Titus Livius meşhur tarihlerinde Roma şehir devleti (Roma Cumhuriyeti) ile "Samnit kabileleri" arasında yaşanan bir boyunduruk vakasından söz eder. Bölgenin yerli kabilelelerinden Samnitler Roma'nın en zorlu rakipleriydi. Hatta kimi yorumlara göre Samnitler Roma'nın "bildiğimiz Roma" olmasında önemli rol oynamıştır. "Düşmanından öğrenme" sanatının ustaları olan Romalılar rakipleri Samnitler'den çok şey öğrenmiştiler.Livius'un tam bir cilt ayırdığı olay, "Caudine Forks(Caudine Çatalları)" olarak kayıtlara geçti. Milattan önce 321'de, "İkinci Roma-Samnit Savaşları" sırasında yaşanan bu olayın öyküsü şöyleydi: Samnitler, Roma'nın müttefiki bir şehri ele geçirmek üzere olduklarına dair haberler yayarak, Roma ordularını Apenin dağlarındaki Caudine geçitlerinde bir tuzağa çekmiştiler. Romalılar sözkonusu şehre götüren iki yoldan, en kısa, ancak en az bilinen ve daha engebeli bir rotayı takip etmiştiler. Ancak bu rota Samnitler'in Romalılar'ı sokmak istedikleri rotaydı.
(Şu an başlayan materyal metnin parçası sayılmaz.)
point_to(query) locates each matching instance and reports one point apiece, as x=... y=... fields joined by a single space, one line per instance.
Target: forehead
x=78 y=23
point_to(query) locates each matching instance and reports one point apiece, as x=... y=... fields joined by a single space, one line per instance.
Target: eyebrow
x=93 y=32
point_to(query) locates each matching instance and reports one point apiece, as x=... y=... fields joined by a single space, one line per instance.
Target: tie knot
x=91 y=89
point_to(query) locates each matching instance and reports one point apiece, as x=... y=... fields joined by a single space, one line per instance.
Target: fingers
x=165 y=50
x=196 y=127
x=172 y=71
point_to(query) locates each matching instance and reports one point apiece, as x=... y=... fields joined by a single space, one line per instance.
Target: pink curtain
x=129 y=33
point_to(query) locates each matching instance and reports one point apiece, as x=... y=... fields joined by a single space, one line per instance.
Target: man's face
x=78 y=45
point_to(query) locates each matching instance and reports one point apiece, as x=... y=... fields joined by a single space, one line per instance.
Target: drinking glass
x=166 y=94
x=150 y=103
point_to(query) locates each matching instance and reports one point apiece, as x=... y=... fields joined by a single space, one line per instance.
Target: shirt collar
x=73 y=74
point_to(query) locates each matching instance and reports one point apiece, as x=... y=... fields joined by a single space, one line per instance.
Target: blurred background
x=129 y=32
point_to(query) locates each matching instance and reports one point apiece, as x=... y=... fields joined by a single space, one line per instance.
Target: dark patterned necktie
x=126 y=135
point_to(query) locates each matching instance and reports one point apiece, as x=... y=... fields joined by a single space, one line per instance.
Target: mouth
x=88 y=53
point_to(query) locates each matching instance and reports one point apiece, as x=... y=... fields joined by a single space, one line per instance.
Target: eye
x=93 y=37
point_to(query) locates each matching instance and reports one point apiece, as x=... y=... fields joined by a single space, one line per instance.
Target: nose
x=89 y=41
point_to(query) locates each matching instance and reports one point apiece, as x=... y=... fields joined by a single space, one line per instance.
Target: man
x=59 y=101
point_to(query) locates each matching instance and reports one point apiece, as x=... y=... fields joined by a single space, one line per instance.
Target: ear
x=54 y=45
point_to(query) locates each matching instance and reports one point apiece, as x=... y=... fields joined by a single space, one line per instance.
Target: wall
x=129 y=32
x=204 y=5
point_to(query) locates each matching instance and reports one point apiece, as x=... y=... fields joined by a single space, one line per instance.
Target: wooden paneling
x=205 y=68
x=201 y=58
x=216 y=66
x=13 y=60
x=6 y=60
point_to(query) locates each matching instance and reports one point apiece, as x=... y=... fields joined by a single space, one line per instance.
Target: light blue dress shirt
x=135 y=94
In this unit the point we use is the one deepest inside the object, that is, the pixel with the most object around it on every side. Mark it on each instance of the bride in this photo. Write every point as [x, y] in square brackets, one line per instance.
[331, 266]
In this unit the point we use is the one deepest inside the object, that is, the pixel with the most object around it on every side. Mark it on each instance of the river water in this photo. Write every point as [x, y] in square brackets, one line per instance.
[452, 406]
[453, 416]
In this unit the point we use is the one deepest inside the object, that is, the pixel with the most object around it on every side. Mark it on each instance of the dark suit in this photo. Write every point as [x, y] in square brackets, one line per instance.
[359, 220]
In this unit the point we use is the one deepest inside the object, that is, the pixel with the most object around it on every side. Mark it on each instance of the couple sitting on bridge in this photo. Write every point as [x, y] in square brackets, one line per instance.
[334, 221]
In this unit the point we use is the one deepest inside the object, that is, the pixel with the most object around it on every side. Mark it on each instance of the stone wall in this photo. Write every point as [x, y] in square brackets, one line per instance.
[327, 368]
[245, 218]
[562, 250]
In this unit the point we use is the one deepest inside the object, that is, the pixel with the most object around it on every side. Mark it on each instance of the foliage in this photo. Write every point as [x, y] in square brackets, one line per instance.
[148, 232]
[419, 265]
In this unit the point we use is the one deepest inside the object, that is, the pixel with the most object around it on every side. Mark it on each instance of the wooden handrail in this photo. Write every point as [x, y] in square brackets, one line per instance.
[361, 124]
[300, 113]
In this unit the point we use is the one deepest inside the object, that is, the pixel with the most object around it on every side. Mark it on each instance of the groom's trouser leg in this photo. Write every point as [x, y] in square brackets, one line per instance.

Romalılar "Caudine Çatalları"nın en dar boğazının çıkışının kapatıldığını anladıklarında artık çok geç olmuştu. Geri dönüş hareketi yaptıklarında giriş yaptıkları geçit de düşman kuvvetler tarafından tutulmuştu. Böylece Romalılar ne ileri gidebiliyorlar, ne de geri dönebiliyorlardı. Düşmanın yapması gereken tek şeyse seyredip beklemekti, savaşmaları bile gerekmiyordu.

Samnitler'in liderinin artık köşesine çekilmiş tecrübeli bir babası vardı. Samnitler haber göndererek böyle bir durumda nasıl davranacaklarını sordular. Aldıkları cevap, "Romalılar'ı serbest bırakıp selametle Roma'ya dönmelerini sağlayın" oldu. Bu cevap hoşlarına gitmediği için ikinci bir görüş istediler. Yaşlı adam bu kez tüm Romalılar'ın katledilmesini tavsiye etti.

Samnitler taban tabana zıt bu iki görüşün bilgeliğini sorgulamak için yaşlı adamı yanlarına çağırdılar. Yaşlı adam, ilk görüşünü uygulamaları halinde Samnitler'in Roma gibi güçlü bir düşmanın uzun vadeli dostluğunu, dolayısıyla da barışı kazanacaklarını, ikinci görüşünü kabul etmeleri halindeyse Roma ile savaşı sadece bir iki nesil tehir edeceklerini söylemişti.